A shiny black Lab-border collie stretches on soft carpet in early sunlight through a window, not bothering to open her eyes, no worries for the heat of the day to come. Let it.



Bacon sizzles in a frying pan. The sound. The smell. Just right. A perfect weekend morning, predawn writing under my belt, last rich roast of coffee under my nose.

I understand what Maya Angelou meant by “You are only free when you realize you belong no place — you belong every place — no place at all. The price is high. The reward is great.”

Isn’t this what we live for?



CENTURY MARK

The news is the news, my profession these past several decades. Every minute pregnant, don’t forget to check the feeds, to keep an ear keen for the scanner, our anxious addiction, attuned as we are to alarm. Even removed from the newsroom a good decade now, a buzzing endures, a jittery tinnitus. What might we be missing?

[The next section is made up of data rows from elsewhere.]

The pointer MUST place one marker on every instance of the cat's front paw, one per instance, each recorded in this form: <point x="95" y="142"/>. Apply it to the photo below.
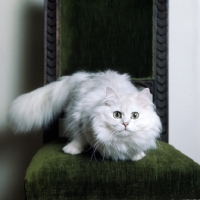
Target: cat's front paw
<point x="138" y="156"/>
<point x="71" y="149"/>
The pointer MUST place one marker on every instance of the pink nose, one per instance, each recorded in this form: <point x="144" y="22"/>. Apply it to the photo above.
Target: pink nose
<point x="125" y="124"/>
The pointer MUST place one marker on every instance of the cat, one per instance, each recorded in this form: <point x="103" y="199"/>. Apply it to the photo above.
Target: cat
<point x="103" y="109"/>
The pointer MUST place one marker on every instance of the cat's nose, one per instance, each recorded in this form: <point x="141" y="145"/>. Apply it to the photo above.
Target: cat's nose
<point x="125" y="124"/>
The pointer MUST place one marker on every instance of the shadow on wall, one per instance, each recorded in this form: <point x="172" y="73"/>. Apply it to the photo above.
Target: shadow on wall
<point x="16" y="151"/>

But I prefer the deeper currents. What does today mean to 100 years from today? How did we get here from 100 years before? Technology, the economy, governments rising and falling, wars hot and cold, communication, education, the environment, energy, community, health, politics, faith, how we live our lives, how we treat one another, what we think about, everything.

A hundred years, outside our own life spans, offers a cooler perspective on the daily flow of news, lava now.

The pandemic, for instance. Not nearly the toll of 1918, still well short of ’58 if counted by today’s larger population, but beginning to close in on ’68. What can we learn now to apply to the next outbreaks?

A hundred years ago we didn’t know there was such a thing as a virus, though we did know to wear our masks. What might we remember as obvious in 100 years about, say, social contagion that we don’t realize now?

What about a current president’s antics, an election’s turns, a pandemic’s rise, an economy’s fall, rage in the streets, the seething world will stand out in a century? We’ve seen it all before, and will again. What this time will stick?

I think this is how the news should be read: bearing witness to the moment for more timeless lessons. With a deep breath.

STAND UP

My daughter talked up “Braving the Wilderness,” by Brene Brown, a professor who researches such psychological topics as shame, empathy, and for this book, “true belonging and the courage to stand alone.”

I didn’t love the book as my daughter and some of her friends did, enough so to form a sort of book club to talk it through.

It didn’t fully connect, I guess. My fears don’t quite match the author’s, my skin’s maybe not as thin, something. Maybe as simple as the sentences, some points that didn’t resonate, too many quotable experts carrying predictable story lines. I did recognize this was my issue, not hers, my expectations aroused beyond what she could deliver.

Still, I get what my daughter sees in the message, what Brown is saying about true belonging rather than trying to fit in, a sort of settling for less that afflicts teenagers the worst but continues for too many of us through life. I get that the ticket to belonging comes from the courage to stand alone.

And through this book, I understand what Maya Angelou meant by “You are only free when you realize you belong no place — you belong every place — no place at all. The price is high. The reward is great.”

Or maybe not understand, but to make peace with this truth: You can only belong to yourself.

How should we live? In the moment and in the bigger picture, too, but bravely anyway. Life is a mandala, each of us our own artwork to create or let happen — it’s up to us — but swept away beyond memory in the end.

Our fate is to be forgotten. Sounds like freedom to me.